The situation is one that has puzzled experts.
"That's crazy," said John B. Minor, a communications expert who specializes in cellphone tracking. "This sort of thing I've not seen."
The problem appears to be limited to some owners of Sprint phones. Company officials said they are researching the problem, which has forced Dobson to sleep near his front door on weekends so he can answer the door quickly at all hours.
"It's a hell of a problem," he said. "It would be nice to be able to get a good night's sleep."
Dobson's misadventure started in 2011, with a knock on the door around midnight on a weekend. He opened the door and found an upset young couple demanding that he turn over their phone.
Dobson was confused.
"I'm standing there and I'm thinking, 'What are they talking about?' " he said. "They might as well have said, 'Give me my horse back.' "
After debating back and forth, both sides called police.
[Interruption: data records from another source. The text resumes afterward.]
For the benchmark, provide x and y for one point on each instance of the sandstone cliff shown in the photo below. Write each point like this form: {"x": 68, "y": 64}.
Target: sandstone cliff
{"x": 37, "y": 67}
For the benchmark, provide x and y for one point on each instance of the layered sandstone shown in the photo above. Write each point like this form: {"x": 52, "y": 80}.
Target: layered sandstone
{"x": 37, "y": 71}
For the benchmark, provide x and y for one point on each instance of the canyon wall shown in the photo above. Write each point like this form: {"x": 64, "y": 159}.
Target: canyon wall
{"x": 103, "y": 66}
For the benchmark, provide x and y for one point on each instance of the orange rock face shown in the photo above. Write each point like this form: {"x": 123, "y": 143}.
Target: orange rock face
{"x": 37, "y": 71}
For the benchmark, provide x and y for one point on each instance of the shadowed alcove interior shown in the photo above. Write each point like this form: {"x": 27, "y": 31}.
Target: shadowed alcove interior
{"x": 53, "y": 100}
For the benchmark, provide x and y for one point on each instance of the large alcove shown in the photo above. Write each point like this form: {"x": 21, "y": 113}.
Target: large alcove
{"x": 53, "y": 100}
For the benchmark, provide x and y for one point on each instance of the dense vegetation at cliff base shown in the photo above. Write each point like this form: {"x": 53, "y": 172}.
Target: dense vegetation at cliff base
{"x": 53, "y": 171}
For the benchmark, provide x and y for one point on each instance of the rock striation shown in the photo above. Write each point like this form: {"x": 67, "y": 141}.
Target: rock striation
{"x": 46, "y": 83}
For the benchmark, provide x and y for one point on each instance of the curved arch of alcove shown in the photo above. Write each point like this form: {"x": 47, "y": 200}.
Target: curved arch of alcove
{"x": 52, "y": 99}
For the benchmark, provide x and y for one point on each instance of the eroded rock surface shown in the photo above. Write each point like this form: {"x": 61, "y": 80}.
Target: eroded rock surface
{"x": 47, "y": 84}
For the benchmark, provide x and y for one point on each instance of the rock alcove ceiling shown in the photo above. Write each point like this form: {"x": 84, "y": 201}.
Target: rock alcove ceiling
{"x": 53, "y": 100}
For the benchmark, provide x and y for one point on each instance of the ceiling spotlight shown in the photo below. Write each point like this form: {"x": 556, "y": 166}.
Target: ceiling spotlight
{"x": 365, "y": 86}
When officers arrived at his home, near Craig Road and Donna Street, Dobson expressed his confusion.
"I just said, 'I don't know these people; I don't go where they go.' I'm 59 years old. I don't care about these technology pets they have."
The couple left without their phone, and he never heard from them again. It wasn't long before he realized he had a bigger problem on his hands.
He saw a woman wandering through his backyard. But before he could talk to her, she jumped over the wall. A few minutes later he heard a knock on the door.
"Please give me my phone," she said.
When he explained that he didn't have it, she became insistent.
"I've got pictures of my grandchildren," she said. "I can't replace them. I need them. All I want are my pictures."
He told her to call the police and invited her to come inside and search. In the meantime, he called the woman's cellphone provider, Sprint.
A technician there explained the problem, but didn't provide a solution, he said.
Dobson was told that cellphone GPS systems don't provide exact locations - they give a general location of where to start your search. And for some reason his house is that location for his area.
"I knew then I had a problem," he said.